Toutefois, l’idée a été rejetée par Bruxelles, reflétant la persistance de relations complexes entre les deux parties depuis la sortie de Londres de l’UE dans le cadre du Brexit, entré en vigueur en 2020.
Selon un rapport du journal britannique The Guardian, Michael Elam, responsable au Cabinet Office pour les relations avec l’UE, a soumis cette proposition lors de récentes visites à Bruxelles afin de renforcer les liens économiques entre les deux parties.
Des sources européennes ont indiqué que l’UE a rejeté cette proposition, privilégiant plutôt des options comme une union douanière complète ou une harmonisation via l’Espace économique européen.
Des alternatives rejetées par Londres
Les options proposées se heurtent aux lignes rouges du Premier ministre Keir Starmer, qui exclut en 2024 tout retour du Royaume‑Uni à l’Union européenne, au marché unique ou à l’union douanière, et refuse également l’adhésion à l’Espace économique européen, celle‑ci impliquant la libre circulation des personnes.
Des responsables européens estiment que l’octroi de dispositions particulières au Royaume‑Uni pourrait encourager des mouvements populistes au sein des États de l’UE à réclamer les mêmes avantages, menaçant ainsi la cohésion du marché unique.

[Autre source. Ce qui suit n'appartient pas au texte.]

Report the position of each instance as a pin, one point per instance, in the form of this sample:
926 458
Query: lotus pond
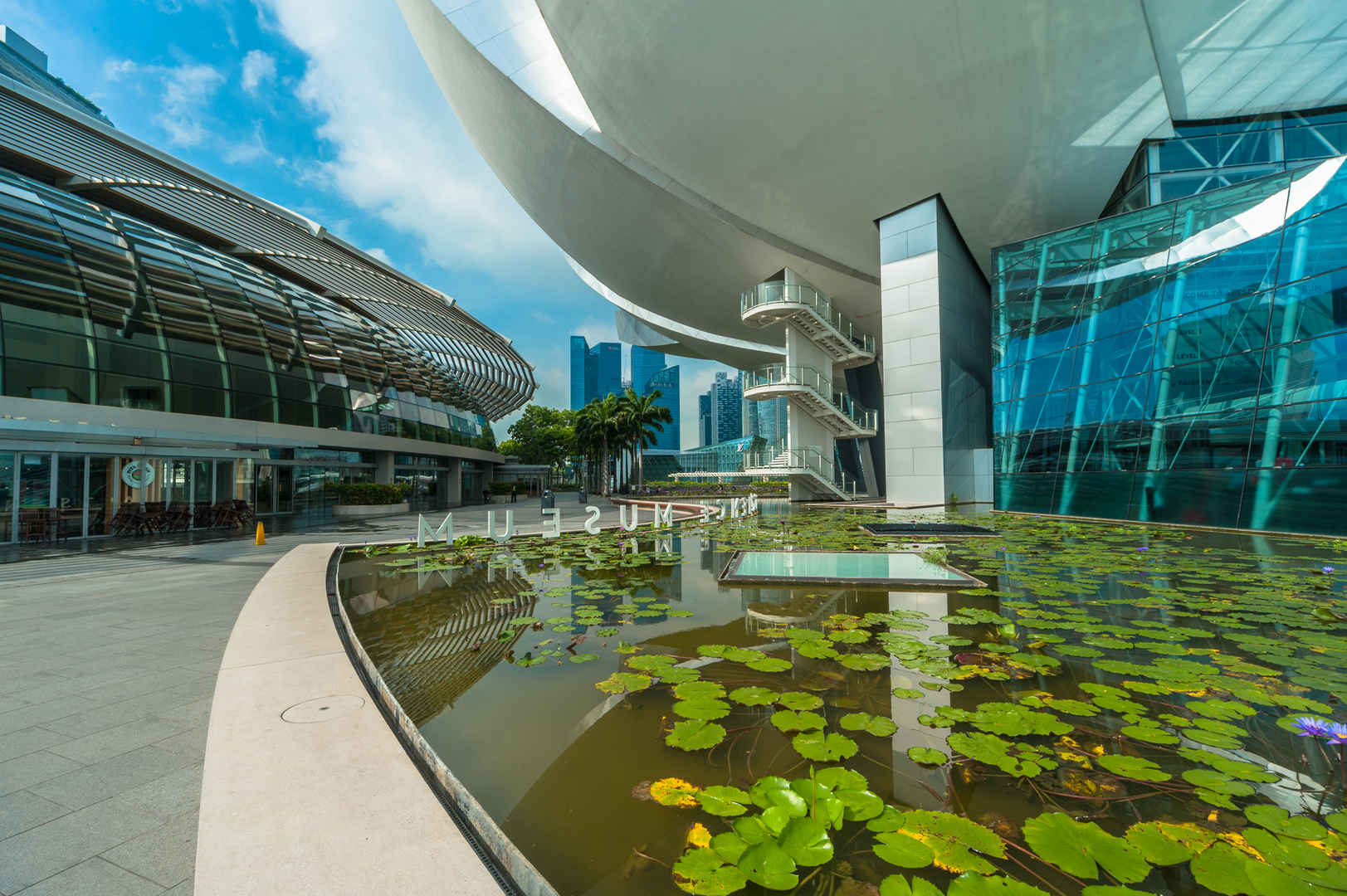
1120 710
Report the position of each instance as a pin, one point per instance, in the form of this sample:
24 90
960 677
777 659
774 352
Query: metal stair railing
811 379
803 458
810 298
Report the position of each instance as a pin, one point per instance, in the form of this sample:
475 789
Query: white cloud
185 92
259 69
400 151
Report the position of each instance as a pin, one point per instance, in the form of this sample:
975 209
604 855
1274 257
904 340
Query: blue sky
326 107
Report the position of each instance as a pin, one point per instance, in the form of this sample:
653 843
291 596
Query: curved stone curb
328 806
458 798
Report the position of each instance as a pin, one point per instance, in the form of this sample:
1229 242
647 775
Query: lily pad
789 720
1135 767
695 734
927 756
825 749
1081 849
877 725
754 695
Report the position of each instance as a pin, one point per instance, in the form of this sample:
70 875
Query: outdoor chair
32 524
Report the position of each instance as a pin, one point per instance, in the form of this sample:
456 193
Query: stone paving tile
95 783
34 768
49 849
115 742
104 717
173 796
22 810
27 740
93 876
43 713
166 855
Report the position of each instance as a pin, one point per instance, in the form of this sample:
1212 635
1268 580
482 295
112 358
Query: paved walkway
108 665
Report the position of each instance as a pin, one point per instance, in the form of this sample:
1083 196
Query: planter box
363 511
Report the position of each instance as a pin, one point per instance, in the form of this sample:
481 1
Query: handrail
813 379
808 458
811 298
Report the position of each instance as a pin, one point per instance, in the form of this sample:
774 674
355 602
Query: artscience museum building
1070 259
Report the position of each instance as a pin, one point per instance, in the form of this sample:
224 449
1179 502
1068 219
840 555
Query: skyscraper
594 371
722 410
667 382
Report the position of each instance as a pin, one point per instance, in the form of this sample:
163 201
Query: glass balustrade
814 380
811 298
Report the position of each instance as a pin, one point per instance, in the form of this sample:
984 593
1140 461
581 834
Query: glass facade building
1180 363
103 309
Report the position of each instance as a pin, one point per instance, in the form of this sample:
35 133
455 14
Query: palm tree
597 425
642 419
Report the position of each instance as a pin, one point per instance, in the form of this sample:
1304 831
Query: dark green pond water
1111 714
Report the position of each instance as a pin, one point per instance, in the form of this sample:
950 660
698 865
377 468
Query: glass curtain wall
103 309
1184 363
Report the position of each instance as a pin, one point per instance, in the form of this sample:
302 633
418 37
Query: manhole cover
322 709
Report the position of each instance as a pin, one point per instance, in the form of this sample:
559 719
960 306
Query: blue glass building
1183 362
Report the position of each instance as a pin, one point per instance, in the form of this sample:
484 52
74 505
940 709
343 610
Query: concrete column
936 358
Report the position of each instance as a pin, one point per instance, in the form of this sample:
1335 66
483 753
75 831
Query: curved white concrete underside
739 139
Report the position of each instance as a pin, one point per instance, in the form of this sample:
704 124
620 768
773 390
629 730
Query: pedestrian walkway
108 665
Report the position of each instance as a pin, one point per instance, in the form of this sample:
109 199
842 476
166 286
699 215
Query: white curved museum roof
702 147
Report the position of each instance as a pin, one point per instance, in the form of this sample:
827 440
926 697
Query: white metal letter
445 531
490 526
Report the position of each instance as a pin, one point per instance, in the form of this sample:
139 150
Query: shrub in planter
367 494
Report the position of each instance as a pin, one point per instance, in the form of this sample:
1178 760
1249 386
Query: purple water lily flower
1310 727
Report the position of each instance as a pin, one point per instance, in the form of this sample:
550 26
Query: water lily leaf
823 749
789 720
1219 709
806 841
1149 734
877 725
1082 849
695 734
953 838
754 695
1279 821
865 662
799 699
1141 770
897 885
704 709
624 682
1165 844
1222 868
729 846
698 690
903 850
1071 650
974 884
1071 708
927 756
767 865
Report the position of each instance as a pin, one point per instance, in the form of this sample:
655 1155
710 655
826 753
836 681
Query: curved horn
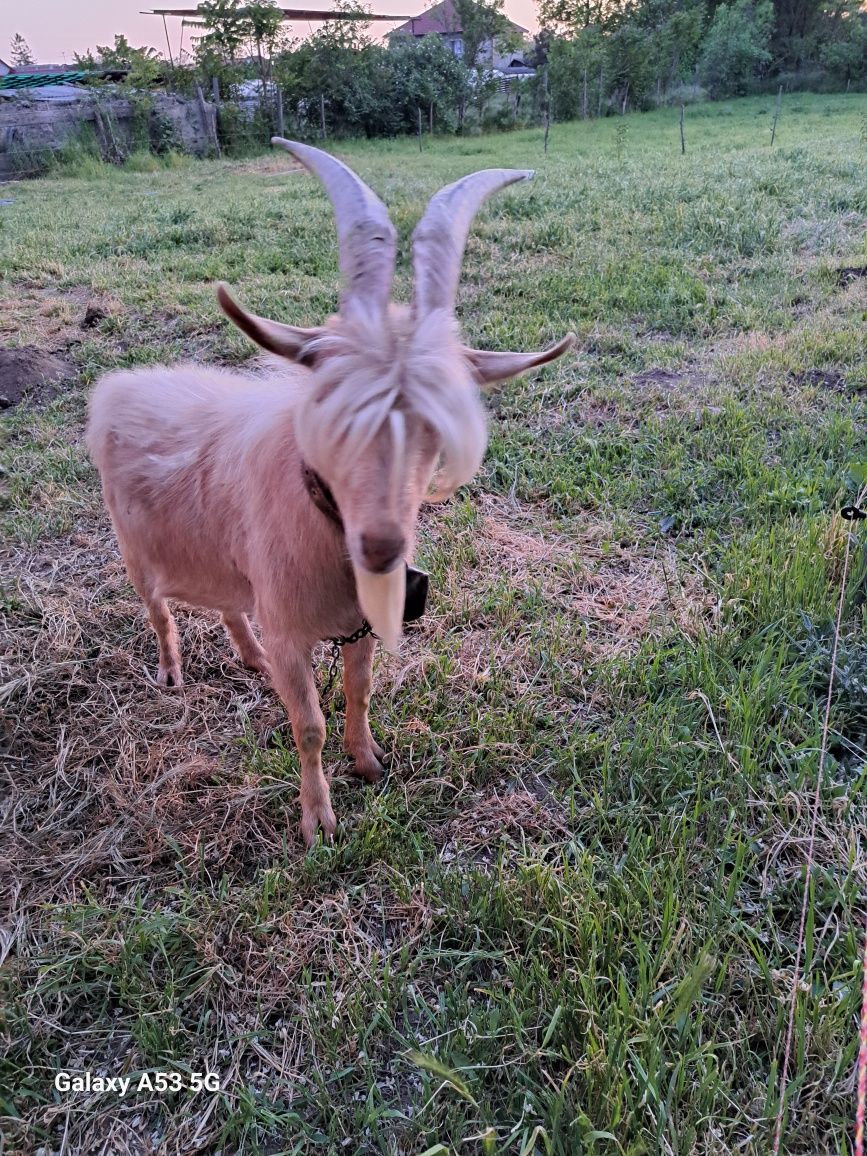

Un diplomate européen cité par The Guardian a affirmé que l’UE reste attachée à un principe fondamental : aucun pays non membre ne peut bénéficier d’un traitement plus favorable que les États membres.
Soutien britannique au rapprochement
La ministre britannique des Finances, Rachel Reeves, a souligné la nécessité stratégique de renforcer l’intégration économique avec l’UE, tandis que des sources britanniques indiquent que Bruxelles est ouverte à discuter d’un accès limité au marché unique dans certains secteurs comme l’alimentation, l’agriculture et l’énergie.
Le gouvernement britannique cherche également à conclure des accords couvrant notamment le secteur de l’acier et celui des véhicules électriques.
Il est à rappeler que le Royaume‑Uni a officiellement quitté l’Union européenne le 31 janvier 2020, avant d’entrer dans une période de transition qui s’est achevée le 31 décembre de la même année, au terme de laquelle l’accord du Brexit, régissant les nouvelles relations commerciales et économiques, a été adopté.